Early life and career
      Galileo was born in Pisa, Tuscany, on February 15, 1564, the oldest son of Vincenzo Galilei (Galilei, Vincenzo), a musician who made important contributions to the theory and practice of music and who may have performed some experiments with Galileo in 1588–89 on the relationship between pitch and the tension of strings. The family moved to Florence in the early 1570s, where the Galilei family had lived for generations. In his middle teens Galileo attended the monastery school at Vallombrosa, near Florence, and then in 1581 matriculated at the University of Pisa, where he was to study medicine. However, he became enamoured with mathematics and decided to make the mathematical subjects and philosophy his profession, against the protests of his father. Galileo then began to prepare himself to teach Aristotelian philosophy (science, history of) and mathematics, and several of his lectures have survived. In 1585 Galileo left the university without having obtained a degree, and for several years he gave private lessons in the mathematical subjects in Florence and Siena. During this period he designed a new form of hydrostatic balance for weighing small quantities and wrote a short treatise, La bilancetta (“The Little Balance”), that circulated in manuscript form. He also began his studies on motion, which he pursued steadily for the next two decades.

      In 1588 Galileo applied for the chair of mathematics at the University of Bologna but was unsuccessful. His reputation was, however, increasing, and later that year he was asked to deliver two lectures to the Florentine Academy, a prestigious literary group, on the arrangement of the world in Dante's Inferno. He also found some ingenious theorems on centres of gravity (again, circulated in manuscript) that brought him recognition among mathematicians and the patronage of Guidobaldo del Monte (1545–1607), a nobleman and author of several important works on mechanics. As a result, he obtained the chair of mathematics at the University of Pisa in 1589. There, according to his first biographer, Vincenzo Viviani (1622–1703), Galileo demonstrated, by dropping bodies of different weights from the top of the famous Leaning Tower (Leaning Tower of Pisa), that the speed of fall of a heavy object is not proportional to its weight, as Aristotle had claimed.

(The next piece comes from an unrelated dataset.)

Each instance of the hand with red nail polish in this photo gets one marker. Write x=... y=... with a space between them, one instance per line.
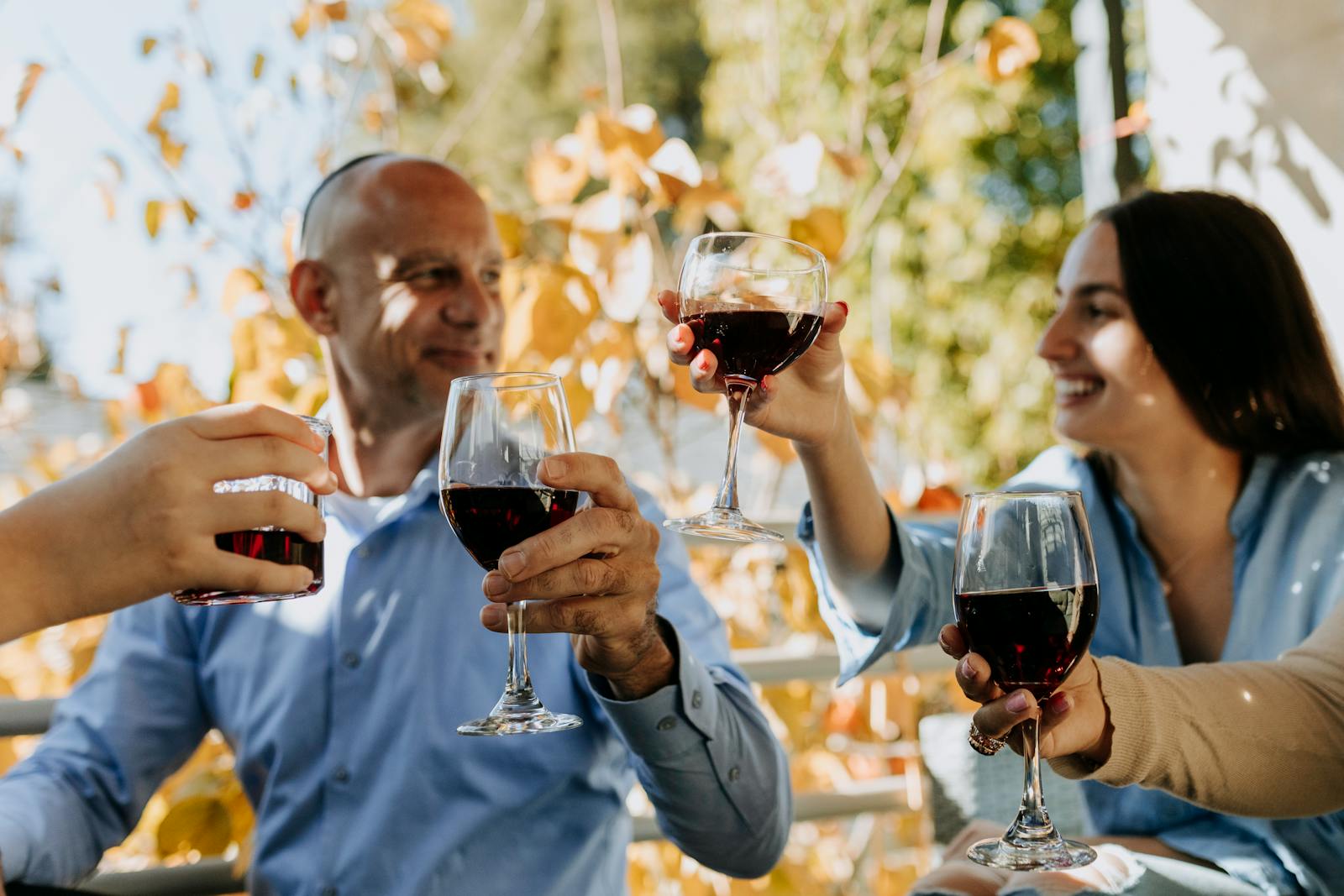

The manuscript tract De motu (On Motion), finished during this period, shows that Galileo was abandoning Aristotelian (Aristotelianism) notions about motion and was instead taking an Archimedean approach to the problem. But his attacks on Aristotle made him unpopular with his colleagues, and in 1592 his contract was not renewed. His patrons, however, secured him the chair of mathematics at the University of Padua, where he taught from 1592 until 1610.

      Although Galileo's salary was considerably higher there, his responsibilities as the head of the family (his father had died in 1591) meant that he was chronically pressed for money. His university salary could not cover all his expenses, and he therefore took in well-to-do boarding students whom he tutored privately in such subjects as fortification. He also sold a proportional compass, or sector, of his own devising, made by an artisan whom he employed in his house. Perhaps because of these financial problems, he did not marry, but he did have an arrangement with a Venetian woman, Marina Gamba, who bore him two daughters and a son. In the midst of his busy life he continued his research on motion, and by 1609 he had determined that the distance fallen by a body is proportional to the square of the elapsed time (the law of falling bodies) and that the trajectory of a projectile is a parabola, both conclusions that contradicted Aristotelian physics.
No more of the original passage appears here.